Courtesy of pxhere
The end of spring semester means a ramping of academic responsibilities and extracurricular involvements at the same time. Students juggle classes, assignments, sports practices, rehearsals, work, and a variety of other clubs and engagements. Meanwhile, first-years are tackling finals week for the first time, sophomores are preparing to study abroad, juniors are applying for critical summer internships, and seniors are finishing up and presenting their theses. Many colleges accommodate the piling up of responsibilities at the end of the semester by scheduling a reading period, a week or so directly preceding finals, where students can focus on studying and writing papers without the lost time spent in classes.
At Hamilton, we have a very brief reading period — only two days: May 8th and 9th.
I decided to see what reading periods for the spring 2018 semester looked like across the eleven NESCAC colleges to see how Hamilton measured up.

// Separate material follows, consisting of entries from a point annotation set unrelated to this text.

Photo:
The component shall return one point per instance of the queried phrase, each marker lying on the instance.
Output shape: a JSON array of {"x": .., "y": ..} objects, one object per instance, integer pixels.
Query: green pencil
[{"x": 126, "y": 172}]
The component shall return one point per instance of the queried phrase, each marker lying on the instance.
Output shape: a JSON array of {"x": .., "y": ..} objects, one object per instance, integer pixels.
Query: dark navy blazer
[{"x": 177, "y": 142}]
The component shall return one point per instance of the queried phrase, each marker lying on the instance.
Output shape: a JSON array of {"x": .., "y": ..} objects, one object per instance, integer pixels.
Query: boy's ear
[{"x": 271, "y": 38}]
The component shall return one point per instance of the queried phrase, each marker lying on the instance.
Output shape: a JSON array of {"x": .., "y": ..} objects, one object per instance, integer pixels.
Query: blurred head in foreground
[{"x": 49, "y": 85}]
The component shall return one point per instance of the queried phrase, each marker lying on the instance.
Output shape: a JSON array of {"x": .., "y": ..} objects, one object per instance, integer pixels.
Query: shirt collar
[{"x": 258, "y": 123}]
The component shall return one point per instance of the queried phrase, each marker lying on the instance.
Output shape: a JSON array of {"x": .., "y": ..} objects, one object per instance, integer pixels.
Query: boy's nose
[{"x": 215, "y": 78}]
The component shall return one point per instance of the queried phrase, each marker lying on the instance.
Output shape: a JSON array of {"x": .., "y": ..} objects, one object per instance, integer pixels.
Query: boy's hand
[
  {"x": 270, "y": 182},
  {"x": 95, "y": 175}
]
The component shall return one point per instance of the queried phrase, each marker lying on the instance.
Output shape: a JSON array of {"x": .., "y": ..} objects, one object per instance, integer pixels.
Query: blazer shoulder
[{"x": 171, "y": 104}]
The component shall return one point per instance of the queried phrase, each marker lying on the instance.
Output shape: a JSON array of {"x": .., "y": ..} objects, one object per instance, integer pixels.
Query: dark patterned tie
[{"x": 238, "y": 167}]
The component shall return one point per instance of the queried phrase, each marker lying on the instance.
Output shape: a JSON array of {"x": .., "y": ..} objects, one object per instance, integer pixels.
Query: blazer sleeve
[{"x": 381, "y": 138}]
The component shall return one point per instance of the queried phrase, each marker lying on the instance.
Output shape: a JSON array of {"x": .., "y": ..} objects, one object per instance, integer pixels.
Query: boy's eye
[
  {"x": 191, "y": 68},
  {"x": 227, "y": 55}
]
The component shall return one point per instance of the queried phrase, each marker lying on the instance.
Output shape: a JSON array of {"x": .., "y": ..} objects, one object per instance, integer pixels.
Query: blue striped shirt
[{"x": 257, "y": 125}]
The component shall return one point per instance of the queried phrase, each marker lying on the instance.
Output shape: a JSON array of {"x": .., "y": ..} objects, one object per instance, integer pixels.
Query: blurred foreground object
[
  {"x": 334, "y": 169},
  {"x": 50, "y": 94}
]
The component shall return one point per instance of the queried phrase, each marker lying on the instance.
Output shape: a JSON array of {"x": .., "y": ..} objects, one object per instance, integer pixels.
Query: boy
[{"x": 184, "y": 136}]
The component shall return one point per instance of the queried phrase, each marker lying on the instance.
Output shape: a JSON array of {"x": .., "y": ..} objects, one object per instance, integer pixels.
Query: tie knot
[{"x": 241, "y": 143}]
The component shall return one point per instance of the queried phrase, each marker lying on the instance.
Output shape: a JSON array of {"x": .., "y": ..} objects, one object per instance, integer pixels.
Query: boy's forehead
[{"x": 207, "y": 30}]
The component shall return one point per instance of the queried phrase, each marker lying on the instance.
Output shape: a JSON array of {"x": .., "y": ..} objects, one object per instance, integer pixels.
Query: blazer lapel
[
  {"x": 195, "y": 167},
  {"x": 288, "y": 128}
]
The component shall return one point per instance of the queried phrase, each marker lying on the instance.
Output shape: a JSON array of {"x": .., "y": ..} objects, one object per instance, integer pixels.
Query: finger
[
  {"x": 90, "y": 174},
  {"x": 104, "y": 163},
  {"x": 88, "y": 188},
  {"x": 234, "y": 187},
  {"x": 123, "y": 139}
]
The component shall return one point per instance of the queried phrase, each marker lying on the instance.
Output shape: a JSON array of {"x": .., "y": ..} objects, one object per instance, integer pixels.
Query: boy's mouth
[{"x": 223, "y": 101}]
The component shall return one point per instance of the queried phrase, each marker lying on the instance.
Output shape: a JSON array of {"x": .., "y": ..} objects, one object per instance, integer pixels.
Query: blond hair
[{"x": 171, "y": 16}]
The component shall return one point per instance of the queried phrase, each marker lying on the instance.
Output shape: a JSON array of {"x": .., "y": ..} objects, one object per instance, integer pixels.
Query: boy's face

Trinity College takes the cake for the longest reading period with a whopping six days and Wesleyan University follows close behind with five. Amherst, Bowdoin, Colby, and Williams Colleges all have four day reading periods, while Tufts University, Bates and Middlebury Colleges have three days. Connecticut and Hamilton Colleges come out on the bottom with two days each. This works out to a mean average of 3.6 days per school with a median and mode average of four days. Essentially, nearly a full reading week.
Since the academic calendars of the NESCAC schools tend to align fairly well for sports purposes, I decided to look at the eight Ivy League Schools to see how they compared with the NESCAC. They were even more varied that the NESCAC schools. Dartmouth College, University of Pennsylvania, Columbia University and Cornell University had one, two, three, and four days respectively. Harvard and Yale Universities both had seven days. Princeton University nears the top with an over a week long reading period, nine days, and Brown University blows everybody else out of the water with a whopping twelve day reading period. These schools average out to a mean of 5.6, a median of 5.5 days, and a mode of seven reading days; overall, a longer average period than Hamilton.
I also wanted to examine how universities that are not all bound by athletic leagues would measure up to one another, so I found the average reading period for World Atlas’s list of the ten largest public universities in the United States. University of Central Florida, Ohio State University, Florida International University, and Indiana University all have one reading day each. Texas A&M University, University of Florida, Arizona State University, and University of Minnesota each have two days. And University of Texas at Austin and Michigan State University each have three. That averages out to a median of 1.8, a mode of 1.2, and a median of two.
The large state schools have the lowest mean reading period, Hamilton has the middle average, and the Ivys the highest, with some variation within each group. It is evident that, variation accounted for, different groups of schools have different attitudes towards the necessity of lengthy reading periods and many schools get by on far less than a full week. Even so, Hamilton does come out on the low end of the NESCAC schools.
Clearly, the administration does not feel that a full reading week is necessary. There are a variety of ways to justify this decision. Having a shorter reading week was probably a contributing factor in Hamilton’s two-week spring break instead of the single week many other schools have. Hamilton classes also end earlier in May than some other schools and clipping reading week could have made this possible as well. However, having such a short reading week is not popular with everybody. Nearly all students have final papers, projects, and tests that reading week would allow them uninterrupted time to finish. Others have extracurricular commitments that impede their studying which would (presumably) have ended by reading week, giving them a much needed break
Perhaps the largest issue with the two-day reading period is that some people truly only have two days while others may have three or four if their finals do not start until late into finals week. I think Hamilton students would benefit from an additional reading day to prepare for finals so they can prepare thoroughly at a rigorous but manageable pace.